In some states in the US standing by nad doing nothing makes you just as responsible.

roser13, ASN, RN

Specializes in Med/Surg, Ortho, ASC. Has 17 years experience.

Aaannnnd Esme's back in action! Go Esme:yes::yes:

I know parents (laypeople) who after being taught by an ED doctor, were able to successfully relocate their son's shoulder on multiple occasions, so I would be open to a nurse who had the knowledge skills and ability to relocate a shoulder, doing so.

In some states in the US standing by nad doing nothing makes you just as responsible.

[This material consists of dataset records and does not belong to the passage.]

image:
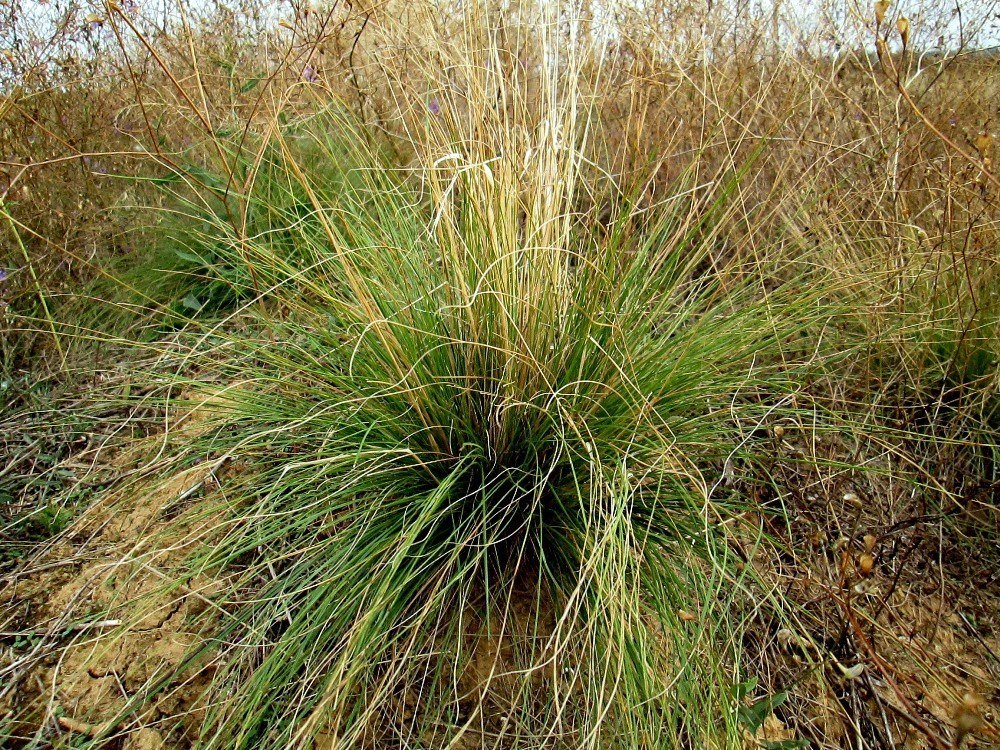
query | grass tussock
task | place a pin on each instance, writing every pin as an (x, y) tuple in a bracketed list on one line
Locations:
[(551, 378)]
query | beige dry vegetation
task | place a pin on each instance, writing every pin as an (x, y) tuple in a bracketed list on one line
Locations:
[(881, 531)]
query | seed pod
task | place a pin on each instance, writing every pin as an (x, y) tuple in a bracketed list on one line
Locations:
[(880, 10), (865, 563), (903, 24), (967, 718)]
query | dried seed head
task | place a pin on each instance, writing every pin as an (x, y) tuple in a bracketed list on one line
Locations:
[(903, 24), (852, 673), (881, 7), (865, 563), (967, 718)]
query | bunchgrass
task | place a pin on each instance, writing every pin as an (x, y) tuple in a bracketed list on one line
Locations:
[(481, 442)]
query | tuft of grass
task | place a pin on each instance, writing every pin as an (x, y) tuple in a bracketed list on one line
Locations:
[(481, 438)]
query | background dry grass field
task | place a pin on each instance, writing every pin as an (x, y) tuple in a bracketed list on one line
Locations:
[(179, 279)]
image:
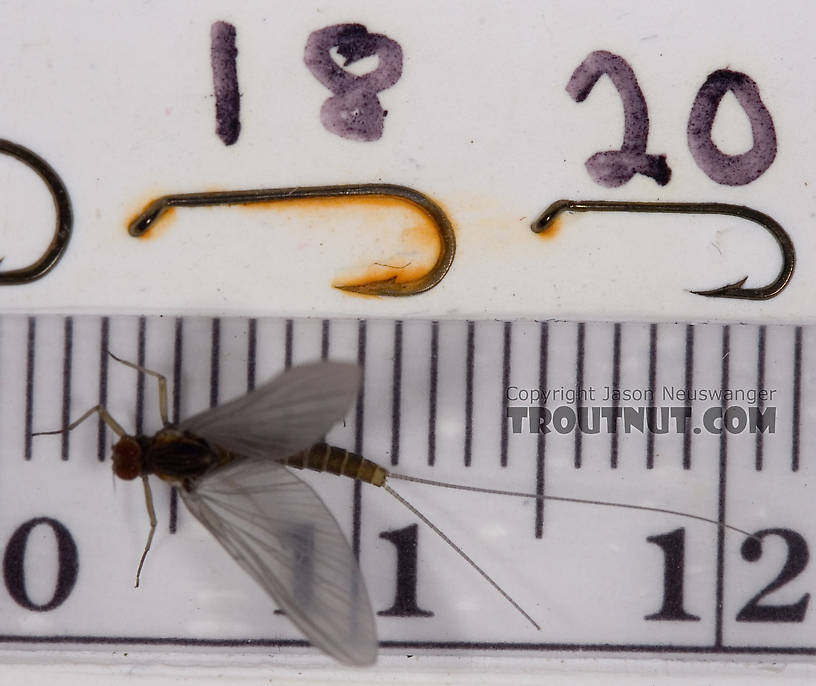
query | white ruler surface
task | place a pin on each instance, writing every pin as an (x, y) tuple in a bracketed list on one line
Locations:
[(450, 400)]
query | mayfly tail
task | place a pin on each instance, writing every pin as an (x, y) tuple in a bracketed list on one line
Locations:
[(564, 499), (462, 553)]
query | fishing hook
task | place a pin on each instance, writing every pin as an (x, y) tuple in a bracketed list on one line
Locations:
[(64, 219), (447, 241), (731, 290)]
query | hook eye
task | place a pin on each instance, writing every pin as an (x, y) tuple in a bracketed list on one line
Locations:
[(730, 290), (64, 220), (390, 286)]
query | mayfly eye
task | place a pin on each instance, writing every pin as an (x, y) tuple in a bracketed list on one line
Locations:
[(127, 458)]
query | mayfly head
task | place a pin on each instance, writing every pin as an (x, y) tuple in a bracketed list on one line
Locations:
[(128, 462)]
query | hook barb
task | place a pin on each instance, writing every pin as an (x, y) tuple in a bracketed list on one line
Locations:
[(731, 290), (447, 240)]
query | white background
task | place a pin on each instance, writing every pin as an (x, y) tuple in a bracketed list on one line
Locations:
[(118, 99)]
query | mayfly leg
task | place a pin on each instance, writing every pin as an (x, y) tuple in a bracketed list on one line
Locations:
[(97, 409), (162, 379), (119, 431), (151, 513)]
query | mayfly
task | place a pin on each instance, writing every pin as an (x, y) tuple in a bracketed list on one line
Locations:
[(229, 464)]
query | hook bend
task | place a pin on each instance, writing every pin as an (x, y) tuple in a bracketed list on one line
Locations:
[(62, 207), (730, 290)]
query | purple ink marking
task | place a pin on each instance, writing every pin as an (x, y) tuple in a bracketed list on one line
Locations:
[(354, 111), (731, 170), (225, 80), (614, 168)]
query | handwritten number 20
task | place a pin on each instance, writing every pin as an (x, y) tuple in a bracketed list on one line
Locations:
[(615, 167)]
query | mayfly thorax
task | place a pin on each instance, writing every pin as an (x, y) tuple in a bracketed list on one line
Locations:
[(230, 464)]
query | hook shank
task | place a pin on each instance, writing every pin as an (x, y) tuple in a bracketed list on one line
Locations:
[(731, 290), (154, 210)]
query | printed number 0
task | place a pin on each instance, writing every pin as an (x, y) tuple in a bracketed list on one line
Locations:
[(615, 167), (14, 564)]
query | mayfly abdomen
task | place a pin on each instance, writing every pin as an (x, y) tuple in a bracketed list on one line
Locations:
[(322, 457)]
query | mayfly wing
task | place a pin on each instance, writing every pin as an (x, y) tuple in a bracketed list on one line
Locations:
[(278, 529), (289, 413)]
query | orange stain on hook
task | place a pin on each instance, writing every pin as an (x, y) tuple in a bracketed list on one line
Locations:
[(430, 230), (552, 230)]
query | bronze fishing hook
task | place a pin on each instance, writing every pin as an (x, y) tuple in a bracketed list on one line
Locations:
[(154, 210), (62, 207), (731, 290)]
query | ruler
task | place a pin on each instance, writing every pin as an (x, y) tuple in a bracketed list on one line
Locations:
[(459, 401)]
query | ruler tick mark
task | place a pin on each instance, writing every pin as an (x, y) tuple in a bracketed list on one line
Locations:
[(67, 368), (31, 340), (140, 378), (506, 361), (720, 588), (579, 384), (432, 393), (359, 425), (215, 360), (652, 388), (689, 384), (396, 393), (616, 340), (760, 399), (797, 397), (104, 347), (541, 442), (471, 345), (252, 352)]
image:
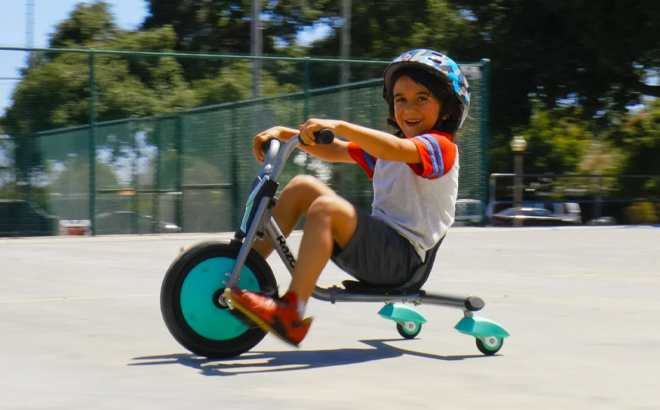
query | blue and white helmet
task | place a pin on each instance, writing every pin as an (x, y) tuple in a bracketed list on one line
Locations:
[(436, 63)]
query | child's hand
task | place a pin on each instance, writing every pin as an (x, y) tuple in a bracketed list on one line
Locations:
[(260, 140), (313, 125)]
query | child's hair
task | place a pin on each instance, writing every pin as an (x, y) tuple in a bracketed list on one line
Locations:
[(441, 91)]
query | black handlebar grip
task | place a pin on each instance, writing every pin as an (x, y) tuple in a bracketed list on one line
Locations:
[(323, 137), (266, 145)]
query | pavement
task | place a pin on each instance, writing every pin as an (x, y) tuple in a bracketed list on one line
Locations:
[(81, 328)]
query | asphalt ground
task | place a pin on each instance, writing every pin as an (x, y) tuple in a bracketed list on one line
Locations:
[(81, 328)]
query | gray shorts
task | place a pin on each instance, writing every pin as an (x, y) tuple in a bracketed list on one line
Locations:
[(377, 254)]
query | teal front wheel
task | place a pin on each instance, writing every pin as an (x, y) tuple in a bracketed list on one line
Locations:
[(189, 299)]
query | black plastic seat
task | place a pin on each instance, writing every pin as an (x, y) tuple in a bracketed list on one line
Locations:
[(413, 285)]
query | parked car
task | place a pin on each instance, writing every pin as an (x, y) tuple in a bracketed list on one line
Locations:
[(529, 217), (22, 218), (128, 222), (569, 212)]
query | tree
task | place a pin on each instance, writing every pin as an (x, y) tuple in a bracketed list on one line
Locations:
[(599, 57), (638, 137)]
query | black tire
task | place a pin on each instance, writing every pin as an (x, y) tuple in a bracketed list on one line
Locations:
[(170, 300), (486, 350), (405, 334)]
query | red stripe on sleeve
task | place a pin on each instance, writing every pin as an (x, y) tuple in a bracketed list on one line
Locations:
[(357, 154)]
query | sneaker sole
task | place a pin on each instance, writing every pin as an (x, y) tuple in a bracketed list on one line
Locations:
[(259, 321)]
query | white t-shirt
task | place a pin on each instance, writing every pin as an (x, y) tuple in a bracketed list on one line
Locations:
[(416, 200)]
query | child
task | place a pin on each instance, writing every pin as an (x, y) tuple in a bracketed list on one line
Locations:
[(415, 179)]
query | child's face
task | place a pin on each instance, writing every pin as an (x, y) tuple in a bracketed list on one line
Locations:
[(416, 110)]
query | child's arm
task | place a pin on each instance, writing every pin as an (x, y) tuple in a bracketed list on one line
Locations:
[(377, 143), (335, 152)]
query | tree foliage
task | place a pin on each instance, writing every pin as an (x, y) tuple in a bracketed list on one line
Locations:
[(598, 56)]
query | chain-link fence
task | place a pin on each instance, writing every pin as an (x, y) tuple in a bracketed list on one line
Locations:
[(138, 142)]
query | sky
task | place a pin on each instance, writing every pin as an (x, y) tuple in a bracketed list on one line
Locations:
[(129, 14), (47, 15)]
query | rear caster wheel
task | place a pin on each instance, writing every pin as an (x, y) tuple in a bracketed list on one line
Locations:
[(489, 345), (409, 330)]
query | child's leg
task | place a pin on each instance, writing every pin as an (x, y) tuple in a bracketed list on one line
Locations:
[(295, 200), (330, 219)]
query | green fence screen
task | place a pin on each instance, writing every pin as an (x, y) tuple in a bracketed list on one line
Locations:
[(190, 170)]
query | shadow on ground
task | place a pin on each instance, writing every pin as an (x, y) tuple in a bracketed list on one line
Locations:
[(268, 361)]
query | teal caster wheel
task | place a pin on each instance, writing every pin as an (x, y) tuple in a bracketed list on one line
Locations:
[(408, 320), (409, 330), (489, 345)]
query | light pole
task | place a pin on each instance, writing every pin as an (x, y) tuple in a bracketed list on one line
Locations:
[(518, 145)]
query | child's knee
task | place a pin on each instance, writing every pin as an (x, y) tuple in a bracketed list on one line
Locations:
[(327, 206)]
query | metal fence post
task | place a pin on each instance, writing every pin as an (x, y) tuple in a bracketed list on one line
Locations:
[(155, 205), (179, 170), (484, 127), (235, 194), (307, 88), (92, 144)]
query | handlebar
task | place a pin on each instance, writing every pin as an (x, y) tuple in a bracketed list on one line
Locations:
[(323, 137), (274, 161)]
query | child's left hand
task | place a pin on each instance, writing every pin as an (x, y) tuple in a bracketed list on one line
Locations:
[(313, 125)]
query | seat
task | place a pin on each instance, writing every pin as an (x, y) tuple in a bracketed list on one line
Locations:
[(413, 285)]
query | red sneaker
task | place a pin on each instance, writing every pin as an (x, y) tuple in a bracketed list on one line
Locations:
[(279, 316)]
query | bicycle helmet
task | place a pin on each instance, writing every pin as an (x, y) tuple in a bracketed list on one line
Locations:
[(443, 67)]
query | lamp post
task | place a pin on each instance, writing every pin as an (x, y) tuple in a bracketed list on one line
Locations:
[(518, 145)]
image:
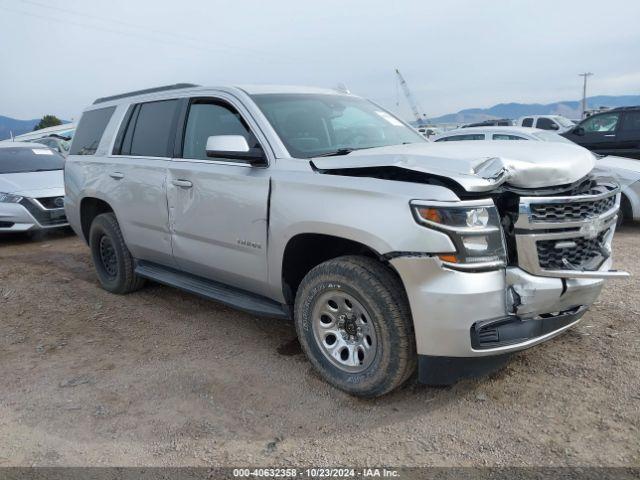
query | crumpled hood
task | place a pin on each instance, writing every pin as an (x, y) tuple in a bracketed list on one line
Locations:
[(476, 165), (33, 184)]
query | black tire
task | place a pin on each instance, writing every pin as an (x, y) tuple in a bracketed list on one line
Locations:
[(111, 257), (377, 288)]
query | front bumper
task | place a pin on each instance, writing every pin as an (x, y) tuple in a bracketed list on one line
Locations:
[(476, 314), (16, 217)]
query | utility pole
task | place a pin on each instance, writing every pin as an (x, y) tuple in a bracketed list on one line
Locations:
[(585, 75)]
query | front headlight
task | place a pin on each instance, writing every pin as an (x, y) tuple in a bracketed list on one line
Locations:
[(474, 229), (9, 198)]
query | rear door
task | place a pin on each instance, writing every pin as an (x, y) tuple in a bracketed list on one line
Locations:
[(138, 172), (218, 207), (628, 136), (597, 133)]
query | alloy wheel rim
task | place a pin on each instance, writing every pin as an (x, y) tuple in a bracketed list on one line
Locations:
[(344, 332), (108, 256)]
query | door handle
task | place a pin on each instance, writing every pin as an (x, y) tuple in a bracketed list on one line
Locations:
[(182, 183)]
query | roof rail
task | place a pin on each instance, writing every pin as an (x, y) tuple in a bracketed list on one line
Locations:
[(175, 86)]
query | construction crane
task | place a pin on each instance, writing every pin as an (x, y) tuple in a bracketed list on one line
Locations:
[(421, 118)]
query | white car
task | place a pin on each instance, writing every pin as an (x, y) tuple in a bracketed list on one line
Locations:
[(556, 123), (499, 133), (31, 188), (625, 171)]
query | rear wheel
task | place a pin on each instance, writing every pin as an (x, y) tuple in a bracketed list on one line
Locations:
[(111, 257), (354, 323)]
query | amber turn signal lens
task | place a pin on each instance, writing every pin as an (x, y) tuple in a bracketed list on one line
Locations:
[(430, 214), (448, 257)]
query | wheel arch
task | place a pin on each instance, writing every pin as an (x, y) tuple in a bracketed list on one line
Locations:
[(90, 208), (304, 251), (626, 208)]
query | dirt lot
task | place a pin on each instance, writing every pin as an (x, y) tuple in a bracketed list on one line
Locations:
[(161, 377)]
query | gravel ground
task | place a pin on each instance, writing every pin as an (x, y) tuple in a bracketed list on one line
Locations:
[(161, 377)]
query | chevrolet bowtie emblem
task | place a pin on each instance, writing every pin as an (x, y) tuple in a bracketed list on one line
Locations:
[(593, 228)]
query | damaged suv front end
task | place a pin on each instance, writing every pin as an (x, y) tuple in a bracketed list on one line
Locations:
[(530, 251)]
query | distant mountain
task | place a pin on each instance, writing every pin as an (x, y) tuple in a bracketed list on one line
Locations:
[(18, 127), (569, 109)]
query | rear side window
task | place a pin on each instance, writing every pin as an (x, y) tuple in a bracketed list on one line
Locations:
[(90, 130), (150, 129), (631, 121), (29, 159), (455, 138)]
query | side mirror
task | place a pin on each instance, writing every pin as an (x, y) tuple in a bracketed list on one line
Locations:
[(234, 147)]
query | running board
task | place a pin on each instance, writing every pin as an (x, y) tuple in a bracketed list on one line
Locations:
[(231, 296)]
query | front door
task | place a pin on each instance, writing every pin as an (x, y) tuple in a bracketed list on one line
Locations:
[(137, 175), (218, 208)]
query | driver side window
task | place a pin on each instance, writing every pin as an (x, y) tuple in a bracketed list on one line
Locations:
[(601, 123)]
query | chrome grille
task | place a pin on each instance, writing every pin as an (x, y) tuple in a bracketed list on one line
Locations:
[(560, 235), (579, 252), (560, 212)]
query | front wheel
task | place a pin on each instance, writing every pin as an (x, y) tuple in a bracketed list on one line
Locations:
[(354, 323)]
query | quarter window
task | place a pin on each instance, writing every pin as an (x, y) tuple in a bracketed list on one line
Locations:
[(90, 129), (606, 122), (208, 118)]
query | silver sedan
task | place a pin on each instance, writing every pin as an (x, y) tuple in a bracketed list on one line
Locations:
[(31, 187)]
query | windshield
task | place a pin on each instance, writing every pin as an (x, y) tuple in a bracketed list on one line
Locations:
[(317, 124), (565, 122), (550, 137), (27, 159)]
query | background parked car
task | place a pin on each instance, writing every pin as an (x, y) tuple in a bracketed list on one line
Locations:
[(505, 122), (65, 130), (57, 143), (613, 132), (429, 131), (499, 133), (31, 187), (625, 171), (556, 123)]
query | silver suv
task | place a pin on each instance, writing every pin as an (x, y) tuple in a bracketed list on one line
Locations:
[(390, 253)]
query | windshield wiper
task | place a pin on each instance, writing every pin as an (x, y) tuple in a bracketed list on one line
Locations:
[(338, 152)]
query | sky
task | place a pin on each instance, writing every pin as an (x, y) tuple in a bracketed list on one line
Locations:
[(57, 56)]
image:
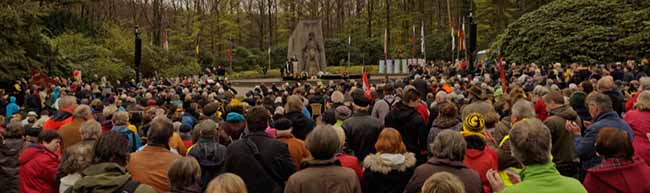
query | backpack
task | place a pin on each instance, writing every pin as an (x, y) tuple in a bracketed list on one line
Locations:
[(128, 187)]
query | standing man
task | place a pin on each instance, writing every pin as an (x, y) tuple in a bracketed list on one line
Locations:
[(361, 130)]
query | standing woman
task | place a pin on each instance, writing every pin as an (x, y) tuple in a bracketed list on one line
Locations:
[(388, 170), (184, 176), (639, 120), (227, 183), (323, 173), (619, 171)]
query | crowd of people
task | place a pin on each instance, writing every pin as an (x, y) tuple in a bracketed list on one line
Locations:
[(557, 128)]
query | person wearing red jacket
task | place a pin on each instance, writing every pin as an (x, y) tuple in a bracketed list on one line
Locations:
[(67, 104), (38, 164), (478, 156), (620, 170), (644, 84)]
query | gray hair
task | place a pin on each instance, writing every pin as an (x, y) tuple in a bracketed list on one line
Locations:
[(82, 111), (523, 109), (540, 90), (67, 101), (90, 129), (644, 83), (600, 100), (530, 140), (323, 142), (449, 144), (643, 102)]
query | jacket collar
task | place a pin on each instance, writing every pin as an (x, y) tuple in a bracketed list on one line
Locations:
[(320, 163), (539, 170), (446, 162), (606, 115)]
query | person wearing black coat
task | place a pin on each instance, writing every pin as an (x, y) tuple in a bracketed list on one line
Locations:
[(405, 118), (294, 112), (262, 162), (210, 154)]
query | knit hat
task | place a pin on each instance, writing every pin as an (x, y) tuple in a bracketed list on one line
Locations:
[(282, 124), (473, 124), (210, 109), (235, 117), (476, 92), (359, 99), (342, 113)]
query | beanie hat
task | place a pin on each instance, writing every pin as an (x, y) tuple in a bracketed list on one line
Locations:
[(473, 124), (342, 112), (282, 124), (359, 99), (234, 117)]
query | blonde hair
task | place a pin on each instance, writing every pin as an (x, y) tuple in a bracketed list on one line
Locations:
[(294, 104), (227, 183), (121, 118), (443, 182), (643, 102)]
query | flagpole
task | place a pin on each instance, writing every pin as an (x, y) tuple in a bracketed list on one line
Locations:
[(349, 46)]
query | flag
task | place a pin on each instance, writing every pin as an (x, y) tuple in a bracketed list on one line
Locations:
[(229, 51), (386, 44), (366, 84), (76, 74), (165, 41), (413, 47), (461, 37), (422, 39), (502, 74), (453, 38)]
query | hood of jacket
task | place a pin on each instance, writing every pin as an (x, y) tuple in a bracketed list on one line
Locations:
[(386, 162), (209, 153), (102, 178), (34, 151), (473, 154), (623, 178), (566, 112), (12, 147), (445, 123)]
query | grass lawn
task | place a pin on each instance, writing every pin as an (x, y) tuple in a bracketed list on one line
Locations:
[(275, 73)]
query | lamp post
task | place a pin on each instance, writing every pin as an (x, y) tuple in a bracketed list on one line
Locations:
[(137, 54)]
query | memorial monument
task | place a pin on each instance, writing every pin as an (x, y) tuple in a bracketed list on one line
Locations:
[(306, 45)]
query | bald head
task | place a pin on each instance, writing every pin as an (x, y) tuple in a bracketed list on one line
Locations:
[(83, 112), (606, 84), (160, 131)]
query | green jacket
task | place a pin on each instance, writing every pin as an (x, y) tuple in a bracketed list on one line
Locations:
[(106, 178), (544, 179)]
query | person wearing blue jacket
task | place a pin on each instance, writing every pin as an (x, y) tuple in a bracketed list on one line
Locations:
[(12, 107), (601, 109)]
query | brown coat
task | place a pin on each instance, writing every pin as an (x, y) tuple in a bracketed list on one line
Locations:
[(297, 148), (150, 166), (70, 134), (320, 176), (468, 176)]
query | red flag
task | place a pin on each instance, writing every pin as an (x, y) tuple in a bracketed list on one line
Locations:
[(502, 74), (366, 84), (386, 44), (463, 64), (461, 38), (413, 42)]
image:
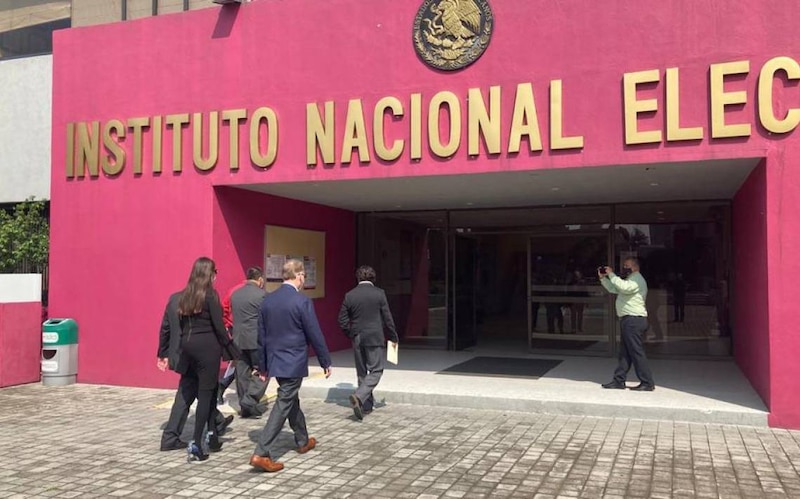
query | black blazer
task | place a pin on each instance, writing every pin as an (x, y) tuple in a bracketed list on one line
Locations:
[(169, 337), (365, 313)]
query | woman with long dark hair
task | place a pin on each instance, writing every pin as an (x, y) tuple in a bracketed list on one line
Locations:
[(202, 338)]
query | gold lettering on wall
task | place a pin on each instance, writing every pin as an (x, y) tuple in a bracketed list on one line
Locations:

Yes, you are right, but what can you do to stop her? Also, I would like some thoughts on the increasing risk to circulation/nerves, if left like that for an hour, because, in all practicality, that is how long it would have been before he was treated, at the earliest.

Yes, you are right, but what can you do to stop her? Also, I would like some thoughts on the increasing risk to circulation/nerves, if left like that for an hour, because, in all practicality, that is how long it would have been before he was treated, at the earliest.

If left for awhile like that, the muscles tighten to the point where increased force requiring anesthesia will be necessary to replace it. Increased risk related to the force and the anesthesia, avoidable, particularly unnecessary for a repeater but not insignificant for anyone.